[sword-devel] Comming soon: new improved sword searching

Joel Mawhorter sword-devel@crosswire.org
Sat, 07 Sep 2002 22:42:37 -0700


With 95% less time and 7 essential nutrients!

Hi all,

Most of you don't know me but I've been hanging out in this list for a few 
years. I've been working on a Bible search program that I started in my last 
year of University as a guided project. My focus with this Bible program was 
to implement full featured searching for non-Latin based languages. What I 
want to see is people all over the world able to study the Bible in their own 
language. Several times in the past I have evaluated Sword and considered 
just putting my effort into that but the support for non-Latin languages just 
wasn't there. However, it now seems to be getting much closer and I think 
Sword will be more useful than what I could produce on my own.  Therefore, 
I've decided to join the Sword development project. My first priority is to 
make a few improvements to the searching mechanism in Sword. I am writing to 
the list to get feedback while I am still in the planning and early 
implementation stages of my work.

The first area that I will be working on is adding a new type of search to 
Sword. The new search type will be based on typical boolean search operations 
(AND, OR, NOT,and maybe XOR using the operators &, |, !, and ^ respectively). 
Grouping with parenthases will be supported. For example, (God & (Father | 
Son | Spirit)) will give you all of the verses that have the word "God" and 
at least one of the words "Father", "Son" and "Spirit". Both word and phrase 
search terms will be supported within the same search expression. For 
example, (Jesus & "son of God") will find all verses with both the word and 
the phrase in them. I will also be adding a specialized AND operator that 
considers verse proximity. For example, ("lamb of God", Jesus, "take away", 
sins @3) will find all combinations of verses within 3 of each other that 
have all the search terms in them. This could be one verse that has all the 
search terms or any set of n verses (where n <= the number of search terms), 
each with one or more of the search terms, such that the two verses in the 
set that are fartest apart do not have more than two verses in between. I 
will also allow simple wildcards. I'm not sure how simple or complex that 
will be yet but at a minimum will allow something like (Jesus & lov*) which 
will find love, loving, etc. All of the above functions will be useable 
within one search expression. For example: 
((one*,"a phrase",two@2) ^ (three & !(four | five)). I'm not certain anyone 
would ever need a search expression of that complexity but it just gives an 
example of what will be possible. I intend this search functionality to be 
practical superset of the existing search types. It won't be exactly a 
superset since it won't have full regular expression support. However, I 
think that with the functionality available, regular expressions won't be 
necessary. If any of you can think of an example of something that you do 
with the current regular expression searching that won't be possible with 
what I described above, please let me know.

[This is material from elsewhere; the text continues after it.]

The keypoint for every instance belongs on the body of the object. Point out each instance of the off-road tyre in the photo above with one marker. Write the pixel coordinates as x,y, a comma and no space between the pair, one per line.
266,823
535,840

The second area that I will be working on is adding indexed searching where 
searching can be done on a precomputed index of search terms rather than the 
current mechanism where the whole Bible has to be read in from disk and 
searched in a brute force manner. This should decrease the search time to a 
very small fraction of what it currently is. One downside of indexed 
searching is that full regular expression searching isn't very feasible. I'll 
leave it as an exercise for the reader to verify that searching for /a.*b/ 
would be neither be very easy to implement nor very fast using an index 
(grin).

I would really appreciate all of the feedback I can get on this since I would 
like the searching capabilities of Sword to as strong as is reasonably 
possible. If you see any problems with what I am suggesting or if you have 
suggestions for other improvements to searching please send them to the list.

In Christ,

Joel Mawhorter